Melbourne's rental vacancy rate has plummeted to a record low of 1.2%, intensifying the city's housing affordability crisis, according to the Real Estate Institute of Victoria (REIV). The figure, released on Thursday, marks the tightest rental market in the city's history, surpassing the previous low of 1.3% recorded in 2019.
Decline in Available Rentals
The REIV's quarterly report reveals that the number of available rental properties in Melbourne has dropped by 15% over the past three months, with only 4,500 dwellings listed as vacant. This decline is attributed to a surge in demand from returning international students and workers, coupled with a slowdown in new housing construction.
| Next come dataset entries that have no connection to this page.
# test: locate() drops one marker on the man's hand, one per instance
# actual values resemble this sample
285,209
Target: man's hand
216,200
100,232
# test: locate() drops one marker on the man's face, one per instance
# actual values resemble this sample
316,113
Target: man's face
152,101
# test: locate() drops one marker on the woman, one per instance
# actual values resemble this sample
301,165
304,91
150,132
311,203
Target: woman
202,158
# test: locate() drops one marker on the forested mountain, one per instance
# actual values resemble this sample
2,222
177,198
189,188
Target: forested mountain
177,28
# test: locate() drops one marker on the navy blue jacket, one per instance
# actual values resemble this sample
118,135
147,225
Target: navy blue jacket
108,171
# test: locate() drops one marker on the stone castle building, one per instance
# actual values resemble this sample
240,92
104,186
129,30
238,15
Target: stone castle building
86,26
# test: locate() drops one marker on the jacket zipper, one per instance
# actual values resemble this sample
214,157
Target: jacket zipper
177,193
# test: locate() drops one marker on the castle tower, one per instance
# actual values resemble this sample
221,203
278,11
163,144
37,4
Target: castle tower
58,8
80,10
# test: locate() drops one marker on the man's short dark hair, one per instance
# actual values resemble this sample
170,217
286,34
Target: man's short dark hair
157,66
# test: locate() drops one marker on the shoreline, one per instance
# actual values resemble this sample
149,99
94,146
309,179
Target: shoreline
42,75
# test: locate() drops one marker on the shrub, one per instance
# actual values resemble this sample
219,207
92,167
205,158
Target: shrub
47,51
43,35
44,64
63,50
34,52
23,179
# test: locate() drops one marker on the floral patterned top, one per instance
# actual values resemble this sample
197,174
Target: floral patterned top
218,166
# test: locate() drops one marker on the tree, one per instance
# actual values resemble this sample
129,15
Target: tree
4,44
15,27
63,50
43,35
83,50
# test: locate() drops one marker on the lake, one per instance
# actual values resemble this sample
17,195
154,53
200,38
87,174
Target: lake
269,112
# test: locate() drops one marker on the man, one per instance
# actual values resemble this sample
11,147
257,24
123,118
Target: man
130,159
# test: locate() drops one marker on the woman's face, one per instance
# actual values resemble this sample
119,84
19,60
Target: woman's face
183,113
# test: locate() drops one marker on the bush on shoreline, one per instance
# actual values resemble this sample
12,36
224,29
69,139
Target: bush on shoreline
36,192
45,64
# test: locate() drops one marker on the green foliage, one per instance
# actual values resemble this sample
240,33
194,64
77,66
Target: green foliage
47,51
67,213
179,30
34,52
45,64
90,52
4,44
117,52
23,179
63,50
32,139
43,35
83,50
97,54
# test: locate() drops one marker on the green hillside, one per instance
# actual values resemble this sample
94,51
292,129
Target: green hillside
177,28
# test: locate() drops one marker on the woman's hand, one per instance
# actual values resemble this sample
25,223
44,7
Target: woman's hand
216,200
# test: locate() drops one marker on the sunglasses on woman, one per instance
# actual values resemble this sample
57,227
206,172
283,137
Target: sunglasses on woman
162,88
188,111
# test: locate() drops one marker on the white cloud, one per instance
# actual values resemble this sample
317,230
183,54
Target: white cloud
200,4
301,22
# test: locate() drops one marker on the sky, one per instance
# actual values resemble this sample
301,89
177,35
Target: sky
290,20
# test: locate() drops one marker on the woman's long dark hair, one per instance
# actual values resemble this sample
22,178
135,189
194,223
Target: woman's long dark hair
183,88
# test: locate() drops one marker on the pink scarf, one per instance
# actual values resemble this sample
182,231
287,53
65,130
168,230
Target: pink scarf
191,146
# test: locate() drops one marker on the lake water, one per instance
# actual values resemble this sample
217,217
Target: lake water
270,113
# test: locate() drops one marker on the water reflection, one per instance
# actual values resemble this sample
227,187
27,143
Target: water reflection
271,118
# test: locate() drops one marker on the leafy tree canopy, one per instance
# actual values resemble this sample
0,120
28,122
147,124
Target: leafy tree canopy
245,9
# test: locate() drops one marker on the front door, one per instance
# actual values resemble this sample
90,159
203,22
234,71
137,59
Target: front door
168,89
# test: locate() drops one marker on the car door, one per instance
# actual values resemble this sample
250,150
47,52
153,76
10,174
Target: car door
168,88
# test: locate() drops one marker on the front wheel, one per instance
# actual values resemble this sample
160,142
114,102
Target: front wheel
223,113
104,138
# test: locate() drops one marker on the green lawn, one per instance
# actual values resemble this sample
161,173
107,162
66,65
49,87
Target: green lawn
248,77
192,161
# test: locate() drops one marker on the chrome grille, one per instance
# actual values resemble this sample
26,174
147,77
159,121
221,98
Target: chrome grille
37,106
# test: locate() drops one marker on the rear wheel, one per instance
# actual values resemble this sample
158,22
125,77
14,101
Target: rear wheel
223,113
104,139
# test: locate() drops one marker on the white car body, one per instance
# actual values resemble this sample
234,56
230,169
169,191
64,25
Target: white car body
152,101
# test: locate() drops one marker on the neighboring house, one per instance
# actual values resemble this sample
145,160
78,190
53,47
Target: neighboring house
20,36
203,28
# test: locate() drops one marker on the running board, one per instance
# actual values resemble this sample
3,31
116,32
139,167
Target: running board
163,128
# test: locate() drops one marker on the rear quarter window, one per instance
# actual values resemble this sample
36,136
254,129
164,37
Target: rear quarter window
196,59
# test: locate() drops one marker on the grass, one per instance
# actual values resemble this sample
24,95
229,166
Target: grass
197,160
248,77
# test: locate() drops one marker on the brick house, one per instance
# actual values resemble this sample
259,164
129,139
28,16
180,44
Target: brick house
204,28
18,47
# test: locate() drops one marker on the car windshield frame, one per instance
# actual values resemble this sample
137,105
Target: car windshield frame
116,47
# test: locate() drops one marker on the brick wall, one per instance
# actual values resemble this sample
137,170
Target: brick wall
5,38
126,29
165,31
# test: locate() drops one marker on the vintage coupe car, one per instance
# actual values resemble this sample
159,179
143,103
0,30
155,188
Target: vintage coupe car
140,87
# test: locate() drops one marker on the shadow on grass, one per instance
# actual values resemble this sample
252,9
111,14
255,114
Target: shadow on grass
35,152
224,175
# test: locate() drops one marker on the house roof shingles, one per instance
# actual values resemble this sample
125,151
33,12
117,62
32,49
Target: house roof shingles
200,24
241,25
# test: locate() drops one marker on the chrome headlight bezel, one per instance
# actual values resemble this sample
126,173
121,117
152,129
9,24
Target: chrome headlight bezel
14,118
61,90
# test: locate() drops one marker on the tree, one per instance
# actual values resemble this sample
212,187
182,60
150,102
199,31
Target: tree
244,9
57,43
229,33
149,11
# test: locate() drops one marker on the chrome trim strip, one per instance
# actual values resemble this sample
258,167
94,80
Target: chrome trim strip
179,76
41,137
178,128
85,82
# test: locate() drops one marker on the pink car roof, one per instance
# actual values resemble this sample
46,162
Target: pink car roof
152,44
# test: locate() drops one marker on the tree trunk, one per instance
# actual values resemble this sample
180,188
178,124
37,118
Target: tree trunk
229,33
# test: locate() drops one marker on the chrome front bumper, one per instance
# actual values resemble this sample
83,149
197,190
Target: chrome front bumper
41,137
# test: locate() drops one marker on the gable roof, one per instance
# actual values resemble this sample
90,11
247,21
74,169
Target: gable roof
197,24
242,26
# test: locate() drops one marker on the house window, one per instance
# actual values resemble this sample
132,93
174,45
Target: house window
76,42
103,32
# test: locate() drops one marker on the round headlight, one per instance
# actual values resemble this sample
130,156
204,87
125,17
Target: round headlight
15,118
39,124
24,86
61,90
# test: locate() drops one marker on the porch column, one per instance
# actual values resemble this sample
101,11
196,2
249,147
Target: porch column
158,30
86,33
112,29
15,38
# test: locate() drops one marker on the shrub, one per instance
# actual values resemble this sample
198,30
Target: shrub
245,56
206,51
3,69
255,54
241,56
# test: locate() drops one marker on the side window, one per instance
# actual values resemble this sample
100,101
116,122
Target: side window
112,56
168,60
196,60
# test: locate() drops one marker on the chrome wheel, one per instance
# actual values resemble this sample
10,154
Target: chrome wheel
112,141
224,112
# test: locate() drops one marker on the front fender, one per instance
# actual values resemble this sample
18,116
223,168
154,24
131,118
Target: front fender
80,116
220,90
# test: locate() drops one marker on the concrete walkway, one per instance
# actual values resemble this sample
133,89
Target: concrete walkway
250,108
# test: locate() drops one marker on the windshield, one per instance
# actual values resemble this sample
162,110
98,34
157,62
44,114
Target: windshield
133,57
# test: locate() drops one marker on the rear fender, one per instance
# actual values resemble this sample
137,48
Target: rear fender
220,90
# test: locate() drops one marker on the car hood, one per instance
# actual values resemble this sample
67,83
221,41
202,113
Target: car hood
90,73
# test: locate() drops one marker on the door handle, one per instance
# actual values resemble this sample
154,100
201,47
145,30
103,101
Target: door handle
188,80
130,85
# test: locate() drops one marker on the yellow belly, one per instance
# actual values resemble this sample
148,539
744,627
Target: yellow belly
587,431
"We are seeing unprecedented pressure on the rental market," said REIV President Adam Docking. "The combination of low supply and high demand is pushing rents higher, making it increasingly difficult for tenants to find affordable housing."
Impact on Tenants
Renters are feeling the pinch, with median weekly rents rising by 8% year-on-year to $520 for a one-bedroom apartment and $680 for a two-bedroom unit. Tenants like Sarah Chen, a university student, describe the struggle. "I've been searching for months and applied for over 20 properties, but I keep getting rejected because there are so many applicants," she said.
Advocacy groups warn that the crisis disproportionately affects low-income households and essential workers. "We are seeing more people forced into overcrowded or substandard housing, and some are even facing homelessness," said Kate Colvin, spokesperson for the Council to Homeless Persons.
Government Response
The Victorian government has announced a $5.3 billion housing package aimed at building 12,000 new social and affordable homes over the next four years. However, critics argue that the measures are insufficient to address the immediate shortage. "We need urgent action to increase supply, including fast-tracking planning approvals and incentivizing private investment in rental housing," said Docking.
The REIV has called for tax reforms to encourage landlords to stay in the market, noting that some investors are selling due to rising costs and regulatory changes. "Without intervention, we risk a further deterioration of the rental market," Docking added.